Thursday, January 03, 2008

Summary 2007 WY 203

Summary of Decision issued December 18, 2007

[SPECIAL NOTE: This opinion uses "Universal Citation" and was given an "official" citation when issued. You should use this citation whenever you cite the opinion, with a P.3d parallel citation. You will note that all of the paragraphs are numbered. When you need to provide a pinpoint citation, the universal portion of the citation will use that paragraph number. The pinpoint citation in the P.3d portion should include the reporter page number. If you need assistance, please contact the Wyoming State Law Library.]
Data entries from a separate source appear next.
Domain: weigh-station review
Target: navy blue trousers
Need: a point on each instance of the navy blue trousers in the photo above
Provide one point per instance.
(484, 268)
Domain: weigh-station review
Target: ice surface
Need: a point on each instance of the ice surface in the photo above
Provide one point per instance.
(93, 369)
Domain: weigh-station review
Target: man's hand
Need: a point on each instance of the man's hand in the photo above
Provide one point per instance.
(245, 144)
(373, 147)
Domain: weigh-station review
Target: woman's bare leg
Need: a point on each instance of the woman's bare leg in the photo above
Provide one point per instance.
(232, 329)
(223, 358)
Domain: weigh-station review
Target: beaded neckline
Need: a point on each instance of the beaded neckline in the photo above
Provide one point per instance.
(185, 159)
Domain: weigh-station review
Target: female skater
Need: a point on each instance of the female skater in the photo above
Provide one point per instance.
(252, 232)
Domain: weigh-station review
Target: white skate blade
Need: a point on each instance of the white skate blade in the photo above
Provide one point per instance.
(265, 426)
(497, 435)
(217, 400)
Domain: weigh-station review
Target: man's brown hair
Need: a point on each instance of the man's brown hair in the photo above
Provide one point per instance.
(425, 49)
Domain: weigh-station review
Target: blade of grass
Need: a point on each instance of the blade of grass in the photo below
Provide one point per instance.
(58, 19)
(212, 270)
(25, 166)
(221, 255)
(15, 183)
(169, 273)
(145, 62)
Summaries are prepared by Law Librarians and are not official statements of the Wyoming Supreme Court.

Case Name: SEG v. GDK

Citation: 2007 WY 203

Docket Number: S-07-0075

Appeal from the District Court of Park County, the Honorable Steven R. Cranfill, Judge

Representing Appellant (Plaintiff): M. Jalie Meinecke and Alex H. Sitz III of Meinecke & Sitz, LLC, Cody, Wyoming. Argument by Ms. Meinecke.
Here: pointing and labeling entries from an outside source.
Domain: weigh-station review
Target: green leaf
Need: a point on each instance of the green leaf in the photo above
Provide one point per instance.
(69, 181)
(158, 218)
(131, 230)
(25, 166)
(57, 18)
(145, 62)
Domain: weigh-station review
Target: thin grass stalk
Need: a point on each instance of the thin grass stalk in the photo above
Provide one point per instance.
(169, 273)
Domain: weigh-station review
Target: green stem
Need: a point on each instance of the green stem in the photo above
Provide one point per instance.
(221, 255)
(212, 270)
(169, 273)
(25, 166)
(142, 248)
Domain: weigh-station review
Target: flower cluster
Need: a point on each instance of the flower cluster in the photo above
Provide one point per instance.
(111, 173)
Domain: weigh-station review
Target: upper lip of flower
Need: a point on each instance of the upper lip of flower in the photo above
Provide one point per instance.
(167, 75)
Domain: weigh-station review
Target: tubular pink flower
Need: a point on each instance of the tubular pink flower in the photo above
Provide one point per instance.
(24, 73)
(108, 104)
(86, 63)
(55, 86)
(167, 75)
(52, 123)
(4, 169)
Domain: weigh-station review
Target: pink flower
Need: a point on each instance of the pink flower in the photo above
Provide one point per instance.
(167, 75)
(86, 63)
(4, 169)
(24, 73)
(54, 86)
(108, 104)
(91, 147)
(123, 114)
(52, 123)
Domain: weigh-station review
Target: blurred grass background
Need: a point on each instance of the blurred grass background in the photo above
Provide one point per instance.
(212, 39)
Representing Appellee (Defendant): Ethelyn Boak of Cheyenne, Wyoming.

Issue: Whether the district court’s Order on Termination of Parental Rights is an appealable order from which the Court has jurisdiction to entertain an appeal.

Facts/Discussion: Mother, SEG, contests the district court’s refusal to terminate the parental rights of Father, GDK, to the parties’ minor child, KGK.
Standard of Review:
Under W.R.A.P. 1.04(a) the Court has jurisdiction to entertain an appeal from a judgment or from an appealable order. Whether a court has jurisdiction is a question of law to be reviewed de novo.
W.R.A.P. 1.05(c), (d), and (e) were not implicated in any possible analysis of the district court’s Order on Termination of Parental Rights. Therefore, in order to qualify as appealable, the order must affect a substantial right, and must either be issued in a special proceeding or prevent a judgment in the case, under W.R.A.P. 1.05(a) or (b). The order in the instant case does not affect a substantial right. Father’s parental rights and right to associate with his daughter were not altered in any way by the interlocutory order. Therefore it was not an appealable order under W.R.A.P. 1.05.

Holding: The Order on Termination of Parental Rights in this case did not affect a substantial right and so was not an appealable order under W.R.A.P. 1.05. The order also was not a judgment under W.R.A.P. 1.04 as it did not resolve all the issues in the case. Therefore, the Court did not have jurisdiction to entertain an appeal from the order.

Dismissed.

C.J. Voigt delivered the opinion.

J. Hill dissented: The Justice dissented because the case involved a special proceeding that is governed by procedures set out in Wyo. Stat. Ann. §§ 14-2-309 through 14-2-319. Substantial rights are always at stake in cases such as the instant case and strict adherence to governing statutes is mandatory. The Justice also noted that the majority opinion was not a de novo review inasmuch as the Court purported to be determining its jurisdiction so the mention of the standard seemed mistaken.
The Justice would hold that the district court’s order was an appealable order. Wyo. Stat. Ann. § 14-2-315 or 14-2-316 were the two governing statutes. The district court chose an option that was not available to it. It was clear the district court intended not to terminate Father’s rights. The Justice would construe the order accordingly and find that the order had the effect of dismissing the petition. Therefore, the district court would have had no jurisdiction to consider any other issues.
For those reasons, the Justice felt it was necessary for the Court to resolve the matter on the merits. The Justice stated the Court recently re-emphasized their view that the procedures for termination of parental rights are mandatory and failure to abide by them is fundamental error requiring reversal.